AppleTV+ sta per compiere due anni e la società di Cupertino sta per scoprire quanti degli utenti che hanno ricevuto il primo anno gratis con l’acquisto di un dispositivo rinnoveranno l’abbonamento. Se avete l’opportunità di accedere ai titoli della piattaforma, fatelo, ne vale la pena, anche solo per questa serie!


Ted Lasso
Foto da apple.com

È vero, questo non è un articolo di tech, ma non potevamo non parlarvi di Ted Lasso!

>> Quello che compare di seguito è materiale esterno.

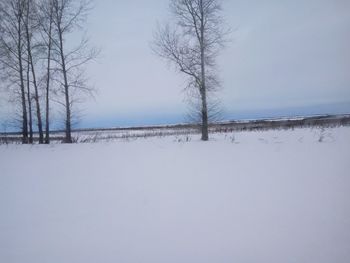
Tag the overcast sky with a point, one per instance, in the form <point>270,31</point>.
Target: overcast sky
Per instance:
<point>285,58</point>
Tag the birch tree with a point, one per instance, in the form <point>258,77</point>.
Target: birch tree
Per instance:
<point>12,54</point>
<point>192,44</point>
<point>67,16</point>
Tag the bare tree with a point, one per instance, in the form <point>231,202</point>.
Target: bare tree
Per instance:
<point>46,23</point>
<point>12,52</point>
<point>192,45</point>
<point>67,16</point>
<point>31,26</point>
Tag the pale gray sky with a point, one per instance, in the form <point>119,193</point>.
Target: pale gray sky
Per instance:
<point>286,57</point>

La serie, che ha debuttato su AppleTV+ il 14 agosto del 2020 ed è stata premiata come migliore nuova serie e miglior serie comedy ai 2021 Writers Guild of America Awards, sta per andare in onda con la seconda stagione. I nuovi episodi saranno disponibili dal 23 luglio e, se non avete ancora visto la prima stagione, dovreste farlo!


Di cosa parla


La premessa di base della serie è semplice: Ted Lasso (Jason Sudeikis), allenatore statunitense di football americano, viene assunto come coach da una squadra di calcio inglese, il Richmond. La nuova direttrice del club, Rebecca (Hannah Waddingham), ha preso le redini della società dopo il divorzio, portando via al terribile ex marito una delle cose che lui riteneva più preziose.

All’interno di questa cornice, affianco alla competizione calcistica della squadra, si sviluppano tutte le dinamiche relazionali, fuori e dentro il team.


Ted e Rebecca

Perché la suggeriamo


Ted Lasso è una serie sviluppata incredibilmente bene, in cui gli autori hanno saputo presentare ed evolvere con estrema efficacia, già nel fazzoletto dei primi dieci episodi, la psicologia di tutti i personaggi principali.

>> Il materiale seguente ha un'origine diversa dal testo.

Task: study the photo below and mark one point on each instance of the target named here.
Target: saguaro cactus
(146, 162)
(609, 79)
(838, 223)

Alla comicità si accosta una profonda lettura dell’animo umano. Non ci sono superuomini, ma donne e uomini normali che sentono e vivono in modo normale, creando una connessione istantanea con chi guarda.

Il protagonista, Ted Lasso, è un concentrato di ottimismo e gesti di buon cuore. Nella sua bontà appare spesso ingenuo, se non addirittura sciocco, ma, alla fine, riesce sempre ad attirare chi lo circonda nel suo carismatico e positivo ottimismo.


Questa serie comunica gioia e non può che lasciare lo spettatore con la voglia di apprezzare, rispettare e prendersi cura degli altri. Sentimenti, questi, di cui in questo periodo più che mai c’è bisogno, per contrapporsi alla solitudine e al conflitto che questi difficili diciotto mesi hanno portato nel mondo.


Noi aspettiamo con ansia la prossima stagione! E voi?